This paper focuses on the outstanding performance on PISA 2009 of Shanghai and its effects on other national systems and within the global education policy field. The paper begins by considering the ways in which the OECD's PISA and the IEA's TIMSS and PIRLS are helping to create an emergent global education policy field through constituting the globe as a commensurate space of measurement of national school system performance. Here we see a manifestation of Sassen's (2007) argument that globalization is in effect the creation of a new global infrastructure and we would count international testing as significant component of that infrastructure.The paper traces the rise of China, through the 2009 PISA performance of Shanghai and Hong Kong, and the repositioning of these systems as significant new 'reference societies' for other national schooling systems. We also note how China uses comparative performance measures to inform educational development and to strategically position the nation within changing global labour markets.

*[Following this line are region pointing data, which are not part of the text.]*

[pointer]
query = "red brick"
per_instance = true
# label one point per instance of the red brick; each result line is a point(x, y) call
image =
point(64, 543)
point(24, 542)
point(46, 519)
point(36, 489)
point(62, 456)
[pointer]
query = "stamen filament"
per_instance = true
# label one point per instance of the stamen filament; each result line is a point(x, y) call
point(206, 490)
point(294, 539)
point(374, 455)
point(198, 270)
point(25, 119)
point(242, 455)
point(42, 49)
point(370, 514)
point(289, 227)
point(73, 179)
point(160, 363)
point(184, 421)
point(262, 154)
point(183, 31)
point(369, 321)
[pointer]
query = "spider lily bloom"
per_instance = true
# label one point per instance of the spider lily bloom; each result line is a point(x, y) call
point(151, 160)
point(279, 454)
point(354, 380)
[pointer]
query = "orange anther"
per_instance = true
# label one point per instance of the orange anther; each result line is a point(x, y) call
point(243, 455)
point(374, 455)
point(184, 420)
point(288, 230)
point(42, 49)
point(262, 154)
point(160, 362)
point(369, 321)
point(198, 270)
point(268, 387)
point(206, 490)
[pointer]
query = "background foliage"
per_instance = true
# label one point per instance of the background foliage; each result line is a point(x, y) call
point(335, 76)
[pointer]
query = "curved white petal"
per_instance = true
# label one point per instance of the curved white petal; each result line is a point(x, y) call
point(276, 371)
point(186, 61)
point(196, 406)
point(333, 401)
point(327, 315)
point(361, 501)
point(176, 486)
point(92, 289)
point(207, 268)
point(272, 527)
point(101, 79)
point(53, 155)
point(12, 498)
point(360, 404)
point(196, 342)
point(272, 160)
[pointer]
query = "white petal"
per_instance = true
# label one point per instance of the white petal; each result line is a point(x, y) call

The paper provides three cases of responses to China's performance in England, Australia and the US. The England case draws on research interviews with senior policy makers and contextualizes these data against the Coalition government's use of comparative international performance data to pressure the schooling system for further reform. The Australian case draws on the Australian Prime Minister's view of the significance to Australian schooling of the high performance of a number of Asian countries on the 2009 PISA and a report by The Grattan Institute on this topic, which has also received much media coverage. The USA case focuses on President Obama's 2011 state of the union address, his press releases, where he likens the impact of Shanghai's 2009 PISA performance on US schooling with that of the 1957 Sputnik moment, which pushed the Soviet Union ahead of the US in the space race. For the US case, we will also deal with the OECD's publication of the Strong Performers and Successful Reformers: Lessons from PISA for the United States Report. We will argue that these responses are indicative of the shifting of the global gaze in education from Finland to the East, particularly China, set against the so-called Asian century and related shifts in the balance of geo-political and economic relations.
Sassen, S. (2007). Sociology of globalization. New York: W. W. Norton.